O trailer lançado no mês de Fevereiro, ao mesmo tempo que ouriçou os ávidos fãs das franquias ao trazer um recheio desmedido de cenas impactantes, foi também vastamente criticado por aparentemente entregar a estrutura completa da história. E de fato o fez. São poucas as surpresas adicionais no argumento base do filme, mas os detalhes, ah, os detalhes… são nas pequenas lapidações de Terrio e Snyder que o filme brilha e ganha relevância.

O roteiro é de uma classe pouco vista até hoje em filmes de super-heróis e ao que tudo aponta o mérito é quase que inteiramente de Chris Terrio, que se esforça e consegue tornar mesmo os momentos mais potencialmente modorrentos do filme em uma cena ao menos interessante e com personalidade.

Já o arroubo visual do diretor serviu muito bem à escala épica da trama e as soluções visuais criativas como as vistas em Watchmen voltam a marcar presença aqui.
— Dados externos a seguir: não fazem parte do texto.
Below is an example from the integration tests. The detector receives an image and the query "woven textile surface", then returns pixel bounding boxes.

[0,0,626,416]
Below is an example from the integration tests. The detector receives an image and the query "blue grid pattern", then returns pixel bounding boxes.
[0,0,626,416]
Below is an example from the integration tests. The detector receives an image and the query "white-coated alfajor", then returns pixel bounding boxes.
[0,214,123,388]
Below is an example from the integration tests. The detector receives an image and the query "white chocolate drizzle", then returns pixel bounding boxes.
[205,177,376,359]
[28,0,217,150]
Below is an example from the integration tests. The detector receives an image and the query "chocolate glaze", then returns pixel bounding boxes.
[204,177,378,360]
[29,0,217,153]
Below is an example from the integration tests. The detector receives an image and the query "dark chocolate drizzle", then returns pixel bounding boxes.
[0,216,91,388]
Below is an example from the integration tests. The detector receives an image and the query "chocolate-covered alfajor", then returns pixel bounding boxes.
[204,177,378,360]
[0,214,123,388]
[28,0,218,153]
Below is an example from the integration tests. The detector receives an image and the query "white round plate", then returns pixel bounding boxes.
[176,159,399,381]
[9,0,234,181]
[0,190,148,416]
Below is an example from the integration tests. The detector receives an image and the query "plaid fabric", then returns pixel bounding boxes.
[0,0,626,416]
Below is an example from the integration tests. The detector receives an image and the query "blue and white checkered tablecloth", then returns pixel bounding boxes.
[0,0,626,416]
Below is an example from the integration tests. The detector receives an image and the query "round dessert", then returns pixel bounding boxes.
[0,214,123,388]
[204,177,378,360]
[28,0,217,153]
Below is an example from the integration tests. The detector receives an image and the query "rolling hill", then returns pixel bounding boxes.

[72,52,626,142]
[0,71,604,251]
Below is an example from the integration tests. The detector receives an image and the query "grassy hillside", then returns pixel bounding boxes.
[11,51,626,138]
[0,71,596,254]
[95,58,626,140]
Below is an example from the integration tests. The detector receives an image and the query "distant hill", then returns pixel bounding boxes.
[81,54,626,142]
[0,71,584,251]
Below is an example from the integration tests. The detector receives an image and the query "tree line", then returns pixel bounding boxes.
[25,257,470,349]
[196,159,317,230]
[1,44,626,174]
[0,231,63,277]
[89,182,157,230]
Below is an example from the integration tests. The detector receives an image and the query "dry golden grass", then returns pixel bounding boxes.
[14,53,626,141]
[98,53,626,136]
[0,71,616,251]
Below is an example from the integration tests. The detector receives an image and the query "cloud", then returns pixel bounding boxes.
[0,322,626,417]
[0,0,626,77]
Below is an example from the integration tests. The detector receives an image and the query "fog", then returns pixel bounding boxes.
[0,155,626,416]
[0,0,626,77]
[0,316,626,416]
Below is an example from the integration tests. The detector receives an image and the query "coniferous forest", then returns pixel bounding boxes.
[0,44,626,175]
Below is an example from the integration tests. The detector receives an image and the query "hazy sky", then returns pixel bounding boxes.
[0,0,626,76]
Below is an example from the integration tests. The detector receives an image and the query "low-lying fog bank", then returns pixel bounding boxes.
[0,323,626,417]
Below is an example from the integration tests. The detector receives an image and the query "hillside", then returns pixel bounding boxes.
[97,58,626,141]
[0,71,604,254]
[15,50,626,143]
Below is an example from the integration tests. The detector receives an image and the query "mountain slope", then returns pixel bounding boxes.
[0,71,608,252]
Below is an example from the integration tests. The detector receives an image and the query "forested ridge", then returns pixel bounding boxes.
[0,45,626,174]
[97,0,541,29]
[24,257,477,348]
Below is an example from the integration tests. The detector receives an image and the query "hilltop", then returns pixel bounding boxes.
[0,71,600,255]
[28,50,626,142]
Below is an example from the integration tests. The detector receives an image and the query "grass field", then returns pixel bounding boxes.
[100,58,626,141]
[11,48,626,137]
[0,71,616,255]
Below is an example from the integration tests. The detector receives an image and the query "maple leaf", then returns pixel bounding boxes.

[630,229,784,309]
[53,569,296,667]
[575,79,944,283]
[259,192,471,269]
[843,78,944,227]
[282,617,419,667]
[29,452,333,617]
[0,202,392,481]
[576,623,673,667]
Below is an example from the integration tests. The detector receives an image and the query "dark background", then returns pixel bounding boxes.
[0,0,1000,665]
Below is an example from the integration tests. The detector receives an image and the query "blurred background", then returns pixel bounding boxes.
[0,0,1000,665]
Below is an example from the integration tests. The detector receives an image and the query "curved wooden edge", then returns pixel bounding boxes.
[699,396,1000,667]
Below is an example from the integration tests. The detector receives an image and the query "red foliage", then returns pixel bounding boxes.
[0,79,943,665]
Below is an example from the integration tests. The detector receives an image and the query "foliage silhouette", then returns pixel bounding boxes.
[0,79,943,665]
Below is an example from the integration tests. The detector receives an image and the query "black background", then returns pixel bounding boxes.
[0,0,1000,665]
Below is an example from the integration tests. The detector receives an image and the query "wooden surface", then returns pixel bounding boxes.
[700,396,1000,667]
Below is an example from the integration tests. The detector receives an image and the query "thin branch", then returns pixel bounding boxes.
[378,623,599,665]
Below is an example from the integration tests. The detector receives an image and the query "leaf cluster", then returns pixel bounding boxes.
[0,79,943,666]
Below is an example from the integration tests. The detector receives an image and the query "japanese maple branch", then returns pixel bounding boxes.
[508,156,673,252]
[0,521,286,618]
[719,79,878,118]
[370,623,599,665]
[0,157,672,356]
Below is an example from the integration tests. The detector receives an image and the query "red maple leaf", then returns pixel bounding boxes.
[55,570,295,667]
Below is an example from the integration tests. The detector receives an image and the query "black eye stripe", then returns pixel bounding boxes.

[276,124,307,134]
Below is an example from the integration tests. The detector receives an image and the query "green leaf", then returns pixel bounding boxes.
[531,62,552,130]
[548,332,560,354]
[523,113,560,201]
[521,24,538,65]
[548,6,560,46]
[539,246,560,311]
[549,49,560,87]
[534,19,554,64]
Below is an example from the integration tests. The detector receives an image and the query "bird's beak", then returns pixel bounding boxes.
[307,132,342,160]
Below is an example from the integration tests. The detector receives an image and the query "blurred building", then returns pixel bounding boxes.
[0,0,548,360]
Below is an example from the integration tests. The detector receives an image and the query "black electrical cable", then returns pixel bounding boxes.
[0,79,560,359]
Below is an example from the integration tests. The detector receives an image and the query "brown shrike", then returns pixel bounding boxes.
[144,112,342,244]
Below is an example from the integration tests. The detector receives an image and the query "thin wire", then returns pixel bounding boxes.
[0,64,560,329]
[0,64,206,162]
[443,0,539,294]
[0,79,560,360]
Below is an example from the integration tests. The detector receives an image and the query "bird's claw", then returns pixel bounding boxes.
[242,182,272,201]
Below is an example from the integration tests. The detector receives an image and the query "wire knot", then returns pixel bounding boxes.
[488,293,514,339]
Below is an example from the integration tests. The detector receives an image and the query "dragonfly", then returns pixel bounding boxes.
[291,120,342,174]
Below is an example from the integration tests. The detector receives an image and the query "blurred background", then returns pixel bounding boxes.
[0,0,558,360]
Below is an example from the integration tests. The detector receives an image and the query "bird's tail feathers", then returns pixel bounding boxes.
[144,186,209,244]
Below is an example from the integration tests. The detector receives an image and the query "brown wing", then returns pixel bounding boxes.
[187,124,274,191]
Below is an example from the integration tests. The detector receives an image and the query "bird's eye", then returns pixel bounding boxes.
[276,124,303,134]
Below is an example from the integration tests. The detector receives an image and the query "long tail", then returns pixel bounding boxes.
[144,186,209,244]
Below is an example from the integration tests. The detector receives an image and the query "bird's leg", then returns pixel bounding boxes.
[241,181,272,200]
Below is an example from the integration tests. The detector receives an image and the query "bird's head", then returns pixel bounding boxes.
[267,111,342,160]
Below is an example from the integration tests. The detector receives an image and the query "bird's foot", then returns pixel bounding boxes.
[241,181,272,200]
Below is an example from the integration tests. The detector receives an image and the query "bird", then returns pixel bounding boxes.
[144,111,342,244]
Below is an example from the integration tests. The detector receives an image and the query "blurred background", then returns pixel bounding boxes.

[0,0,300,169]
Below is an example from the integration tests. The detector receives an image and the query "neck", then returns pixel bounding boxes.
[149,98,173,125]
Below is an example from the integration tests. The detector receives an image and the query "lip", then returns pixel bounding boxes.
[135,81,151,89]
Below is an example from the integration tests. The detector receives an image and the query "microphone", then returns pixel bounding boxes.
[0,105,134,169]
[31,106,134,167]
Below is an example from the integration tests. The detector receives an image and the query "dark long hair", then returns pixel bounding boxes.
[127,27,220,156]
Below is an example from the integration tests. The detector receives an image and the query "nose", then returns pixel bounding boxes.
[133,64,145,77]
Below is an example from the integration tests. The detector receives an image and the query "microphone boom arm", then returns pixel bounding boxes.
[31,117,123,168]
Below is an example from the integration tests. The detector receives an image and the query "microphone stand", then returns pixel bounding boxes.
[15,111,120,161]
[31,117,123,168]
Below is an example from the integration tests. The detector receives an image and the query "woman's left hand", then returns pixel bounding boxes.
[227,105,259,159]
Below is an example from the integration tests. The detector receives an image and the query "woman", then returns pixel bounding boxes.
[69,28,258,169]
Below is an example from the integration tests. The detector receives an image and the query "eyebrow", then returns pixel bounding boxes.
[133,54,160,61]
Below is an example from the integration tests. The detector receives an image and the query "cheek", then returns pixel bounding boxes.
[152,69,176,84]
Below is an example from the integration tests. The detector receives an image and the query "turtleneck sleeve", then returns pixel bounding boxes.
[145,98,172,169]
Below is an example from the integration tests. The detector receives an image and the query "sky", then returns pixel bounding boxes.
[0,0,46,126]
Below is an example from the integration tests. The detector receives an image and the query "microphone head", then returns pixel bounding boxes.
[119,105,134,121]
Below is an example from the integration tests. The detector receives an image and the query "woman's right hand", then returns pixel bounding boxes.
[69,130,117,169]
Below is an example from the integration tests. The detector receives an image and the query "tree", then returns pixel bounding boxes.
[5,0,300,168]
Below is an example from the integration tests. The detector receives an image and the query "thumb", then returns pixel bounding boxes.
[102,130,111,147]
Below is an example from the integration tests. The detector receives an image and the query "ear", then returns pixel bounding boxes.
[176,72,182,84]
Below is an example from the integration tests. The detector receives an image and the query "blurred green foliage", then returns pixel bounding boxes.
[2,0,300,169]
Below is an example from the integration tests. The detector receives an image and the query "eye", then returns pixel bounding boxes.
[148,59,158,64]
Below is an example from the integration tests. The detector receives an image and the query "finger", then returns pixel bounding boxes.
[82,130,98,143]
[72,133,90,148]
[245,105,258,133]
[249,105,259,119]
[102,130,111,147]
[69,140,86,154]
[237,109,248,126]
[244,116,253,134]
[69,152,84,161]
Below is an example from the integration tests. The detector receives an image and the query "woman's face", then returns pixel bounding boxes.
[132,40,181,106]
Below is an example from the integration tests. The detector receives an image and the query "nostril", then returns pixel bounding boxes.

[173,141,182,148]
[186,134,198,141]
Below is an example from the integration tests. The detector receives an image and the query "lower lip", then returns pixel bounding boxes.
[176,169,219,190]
Atente para a maneira como ele escolheu resumir a origem do Morcego logo no início do filme, de uma beleza plástica inegável e com uma edição competentíssima criativa e empenhada que se mantém durante todo o tempo de exibição.

Solene e elegante são adjetivos muito usados, de maneira jocosa em sua maioria, para caracterizar a cinematografia de Snyder, mas ouso dizer que dessa vez ele se superou positivamente. Soube guardar sua câmera lenta para os momentos realmente necessários, como os que pediam ao expectador alguma reflexão ou para permitir uma análise mais cuidadosa do visual dos personagens introduzidos. Foi o que de certa forma ajudou a tornar a entrada da Mulher Maravilha no coreto um momento emblemático e que será pra sempre lembrado. A fotografia acinzentada, no entanto, ainda está lá.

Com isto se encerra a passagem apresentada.